The Biden administration has requested the US Supreme Court review Florida and Texas laws restricting how social media companies like Facebook moderate the content users post on their platforms.

In briefs filed on Monday, the US solicitor general urged the court to take up a pair of lawsuits led by the tech trade group NetChoice. Both Florida and Texas passed laws making it illegal for large social platforms to suspend or punish users, citing long-standing allegations that major platforms are biased against conservatives. A series of temporary injunctions have left the future of these laws in limbo, and Monday’s briefs add new pressure on the Supreme Court to resolve the suits. 

“The platforms’ content-moderation activities are protected by the First Amendment”

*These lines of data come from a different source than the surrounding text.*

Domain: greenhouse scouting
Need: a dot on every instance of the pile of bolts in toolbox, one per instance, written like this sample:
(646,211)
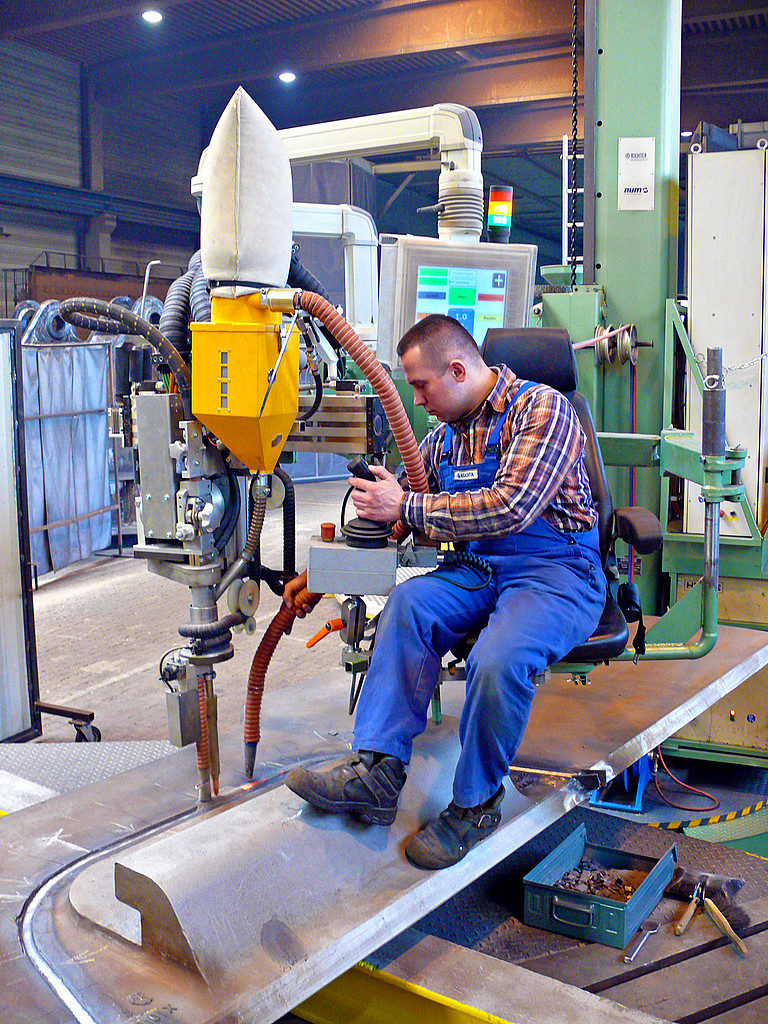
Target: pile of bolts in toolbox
(596,880)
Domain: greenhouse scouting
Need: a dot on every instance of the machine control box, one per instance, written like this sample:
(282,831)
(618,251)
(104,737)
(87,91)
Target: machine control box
(336,568)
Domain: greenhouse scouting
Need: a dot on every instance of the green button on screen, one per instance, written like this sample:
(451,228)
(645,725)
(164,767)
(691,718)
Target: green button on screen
(462,296)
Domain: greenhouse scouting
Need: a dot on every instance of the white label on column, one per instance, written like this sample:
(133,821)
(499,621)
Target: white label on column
(636,173)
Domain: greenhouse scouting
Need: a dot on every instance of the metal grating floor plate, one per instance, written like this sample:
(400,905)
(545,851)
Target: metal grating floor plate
(64,767)
(487,914)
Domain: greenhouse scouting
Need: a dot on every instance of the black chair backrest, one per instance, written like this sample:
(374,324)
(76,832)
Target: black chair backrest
(546,355)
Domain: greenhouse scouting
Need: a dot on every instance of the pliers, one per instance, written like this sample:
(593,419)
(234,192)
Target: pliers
(698,899)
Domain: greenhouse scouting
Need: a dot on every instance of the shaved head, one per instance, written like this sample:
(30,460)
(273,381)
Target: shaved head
(440,339)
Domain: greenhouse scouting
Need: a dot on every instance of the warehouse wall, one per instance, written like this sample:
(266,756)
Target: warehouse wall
(39,116)
(152,152)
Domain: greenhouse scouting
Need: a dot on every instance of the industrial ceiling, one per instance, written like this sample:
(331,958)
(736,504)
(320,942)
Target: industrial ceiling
(508,59)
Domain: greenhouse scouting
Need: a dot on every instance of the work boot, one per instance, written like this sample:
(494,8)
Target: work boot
(366,784)
(450,839)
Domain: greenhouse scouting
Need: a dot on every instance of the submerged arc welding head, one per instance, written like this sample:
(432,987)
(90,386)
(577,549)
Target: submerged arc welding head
(247,210)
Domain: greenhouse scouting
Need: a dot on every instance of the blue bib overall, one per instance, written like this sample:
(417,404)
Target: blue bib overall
(547,594)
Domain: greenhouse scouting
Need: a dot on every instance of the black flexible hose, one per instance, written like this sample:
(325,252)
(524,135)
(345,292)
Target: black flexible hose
(317,397)
(299,276)
(289,523)
(227,524)
(200,300)
(175,315)
(107,317)
(209,631)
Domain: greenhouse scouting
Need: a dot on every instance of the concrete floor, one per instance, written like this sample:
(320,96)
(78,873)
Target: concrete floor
(102,626)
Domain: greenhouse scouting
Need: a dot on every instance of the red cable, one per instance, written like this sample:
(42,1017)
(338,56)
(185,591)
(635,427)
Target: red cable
(684,785)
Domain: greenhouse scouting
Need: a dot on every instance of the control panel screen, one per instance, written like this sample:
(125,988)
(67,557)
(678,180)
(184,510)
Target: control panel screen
(474,296)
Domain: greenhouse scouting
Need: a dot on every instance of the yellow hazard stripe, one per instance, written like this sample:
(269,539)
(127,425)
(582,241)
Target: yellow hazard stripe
(367,995)
(695,822)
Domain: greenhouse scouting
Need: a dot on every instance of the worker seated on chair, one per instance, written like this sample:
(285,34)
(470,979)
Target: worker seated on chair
(506,473)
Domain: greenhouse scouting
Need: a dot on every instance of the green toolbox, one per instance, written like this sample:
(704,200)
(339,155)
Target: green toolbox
(589,916)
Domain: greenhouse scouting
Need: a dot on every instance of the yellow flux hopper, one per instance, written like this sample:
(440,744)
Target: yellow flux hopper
(231,360)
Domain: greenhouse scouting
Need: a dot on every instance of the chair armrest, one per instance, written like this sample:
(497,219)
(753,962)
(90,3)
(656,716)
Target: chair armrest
(639,528)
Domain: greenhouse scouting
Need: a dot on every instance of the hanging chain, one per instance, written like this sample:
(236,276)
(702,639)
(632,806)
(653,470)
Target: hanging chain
(573,127)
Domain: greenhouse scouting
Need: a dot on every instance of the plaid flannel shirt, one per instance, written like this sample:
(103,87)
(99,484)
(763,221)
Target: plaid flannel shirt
(541,469)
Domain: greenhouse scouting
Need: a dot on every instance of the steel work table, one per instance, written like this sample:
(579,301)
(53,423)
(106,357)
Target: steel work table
(273,899)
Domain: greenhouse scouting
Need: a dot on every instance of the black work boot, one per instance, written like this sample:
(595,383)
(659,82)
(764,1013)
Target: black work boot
(450,839)
(366,784)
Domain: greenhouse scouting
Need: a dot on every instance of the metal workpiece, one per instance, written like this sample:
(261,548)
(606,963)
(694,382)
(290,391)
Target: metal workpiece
(294,895)
(202,605)
(187,576)
(336,568)
(158,418)
(284,300)
(713,433)
(712,545)
(199,459)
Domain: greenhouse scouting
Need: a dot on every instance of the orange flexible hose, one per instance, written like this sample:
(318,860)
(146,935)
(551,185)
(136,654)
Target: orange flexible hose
(204,754)
(381,381)
(350,341)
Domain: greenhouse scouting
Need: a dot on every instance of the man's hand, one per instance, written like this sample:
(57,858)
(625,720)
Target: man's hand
(380,500)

“The platforms’ content-moderation activities are protected by the First Amendment, and the content-moderation and individualized-explanation requirements impermissibly burden those protected activities,” the briefs read. “The Court should not, however, take up NetChoice’s separate contentions that the laws’ general-disclosure provisions violate the First Amendment and that the laws were motivated by viewpoint discrimination.” That means it will not support overturning a Florida court decision that allows transparency-focused portions of the rules to stand.

“The Solicitor General’s brief underscores that both Texas and Florida’s laws are unconstitutional and that the Court should review our cases,” Chris Marchese, director of litigation at NetChoice, said in a statement Monday. “We urge the Court to strike down Texas and Florida’s laws and reaffirm that the Constitution prohibits the government from controlling online speech.”

The administration’s briefs argue that a platform’s decision to moderate content is protected under the First Amendment. 

“Indeed, given the torrent of content created on the platforms, one of their central functions is to make choices about which content will be displayed to which users, in which form and which order,” the briefs read. “The act of culling and curating the content that users see is inherently expressive, even if the speech that is collected is almost wholly provided by users.”

It’s likely that the Supreme Court will take up at least one of these cases.